In the sting which they give to the nerve-centres of
their victim, in order to destroy its power of moving without killing
it, these different species of hymenoptera take into account, so to
speak, the different species of prey they respectively attack. The
Scolia, which attacks a larva of the rose-beetle, stings it in one point
only, but in this point the motor ganglia are concentrated, and those
ganglia alone: the stinging of other ganglia might cause death and
putrefaction, which it must avoid.[70] The yellow-winged Sphex, which
has chosen the cricket for its victim, knows that the cricket has three
nerve-centres which serve its three pairs of legs--or at least it acts
as if it knew this.
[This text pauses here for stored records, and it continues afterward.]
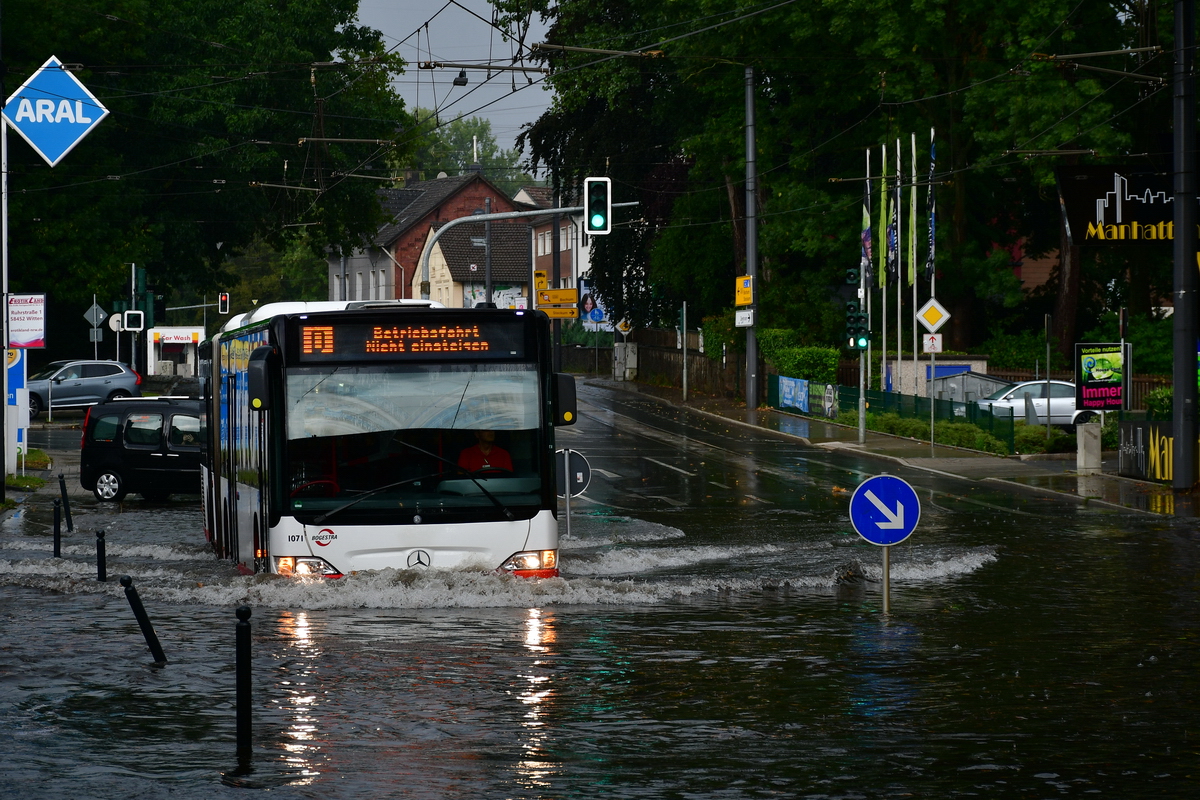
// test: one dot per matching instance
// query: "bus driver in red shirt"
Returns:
(485, 455)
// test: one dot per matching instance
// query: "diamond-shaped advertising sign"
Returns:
(53, 112)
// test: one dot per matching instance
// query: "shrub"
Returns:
(808, 362)
(720, 330)
(1032, 439)
(964, 434)
(958, 434)
(1159, 403)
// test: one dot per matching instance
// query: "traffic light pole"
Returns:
(490, 217)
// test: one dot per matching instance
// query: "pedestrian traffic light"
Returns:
(598, 205)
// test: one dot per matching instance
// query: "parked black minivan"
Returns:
(144, 445)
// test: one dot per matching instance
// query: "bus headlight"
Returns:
(533, 564)
(305, 566)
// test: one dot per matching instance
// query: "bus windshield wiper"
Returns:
(413, 480)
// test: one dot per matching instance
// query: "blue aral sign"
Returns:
(885, 510)
(53, 112)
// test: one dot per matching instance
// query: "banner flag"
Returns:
(931, 210)
(912, 216)
(881, 251)
(867, 256)
(892, 266)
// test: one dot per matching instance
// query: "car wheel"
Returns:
(109, 487)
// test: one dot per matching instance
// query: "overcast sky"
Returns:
(459, 36)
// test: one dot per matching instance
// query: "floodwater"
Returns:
(700, 644)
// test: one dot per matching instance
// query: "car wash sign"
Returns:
(53, 112)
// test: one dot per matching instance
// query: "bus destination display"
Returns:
(370, 342)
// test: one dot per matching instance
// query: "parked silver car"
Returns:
(1062, 402)
(78, 384)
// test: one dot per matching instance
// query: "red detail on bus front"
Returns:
(535, 573)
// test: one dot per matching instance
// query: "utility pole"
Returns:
(557, 262)
(751, 246)
(1183, 423)
(487, 253)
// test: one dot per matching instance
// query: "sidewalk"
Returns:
(1051, 474)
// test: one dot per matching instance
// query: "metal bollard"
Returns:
(139, 612)
(243, 683)
(66, 503)
(101, 560)
(58, 529)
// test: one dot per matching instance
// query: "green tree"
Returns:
(832, 79)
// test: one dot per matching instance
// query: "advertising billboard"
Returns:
(1099, 377)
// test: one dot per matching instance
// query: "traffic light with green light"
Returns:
(598, 205)
(857, 334)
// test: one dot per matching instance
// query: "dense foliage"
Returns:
(453, 146)
(833, 78)
(209, 101)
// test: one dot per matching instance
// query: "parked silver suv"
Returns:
(78, 384)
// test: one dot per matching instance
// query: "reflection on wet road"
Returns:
(717, 633)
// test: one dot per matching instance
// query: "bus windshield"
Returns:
(436, 441)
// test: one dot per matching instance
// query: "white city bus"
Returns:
(363, 435)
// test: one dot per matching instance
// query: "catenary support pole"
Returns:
(1183, 422)
(751, 245)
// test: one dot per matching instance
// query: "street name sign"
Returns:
(53, 112)
(885, 510)
(933, 316)
(547, 296)
(95, 314)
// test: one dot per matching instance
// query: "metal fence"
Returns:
(1000, 423)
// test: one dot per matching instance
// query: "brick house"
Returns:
(457, 266)
(385, 268)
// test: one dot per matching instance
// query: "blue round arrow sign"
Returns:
(885, 510)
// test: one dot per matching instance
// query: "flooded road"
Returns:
(717, 633)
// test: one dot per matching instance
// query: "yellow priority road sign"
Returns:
(933, 316)
(549, 296)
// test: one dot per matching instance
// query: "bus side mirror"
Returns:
(564, 398)
(258, 377)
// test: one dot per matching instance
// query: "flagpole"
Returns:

It stings the insect first under the neck, then
behind the prothorax, and then where the thorax joins the abdomen.[71]
The Ammophila Hirsuta gives nine successive strokes of its sting upon
nine nerve-centres of its caterpillar, and then seizes the head and
squeezes it in its mandibles, enough to cause paralysis without
death.[72] The general theme is "the necessity of paralyzing without
killing"; the variations are subordinated to the structure of the victim
on which they are played. No doubt the operation is not always perfect.
It has recently been shown that the Ammophila sometimes kills the
caterpillar instead of paralyzing it, that sometimes also it paralyzes
it incompletely.[73] But, because instinct is, like intelligence,
fallible, because it also shows individual deviations, it does not at
all follow that the instinct of the Ammophila has been acquired, as has
been claimed, by tentative intelligent experiments. Even supposing that
the Ammophila has come in course of time to recognize, one after
another, by tentative experiment, the points of its victim which must be
stung to render it motionless, and also the special treatment that must
be inflicted on the head to bring about paralysis without death, how can
we imagine that elements so special of a knowledge so precise have been
regularly transmitted, one by one, by heredity? If, in all our present
experience, there were a single indisputable example of a transmission
of this kind, the inheritance of acquired characters would be questioned
by no one. As a matter of fact, the hereditary transmission of a
contracted habit is effected in an irregular and far from precise
manner, supposing it is ever really effected at all.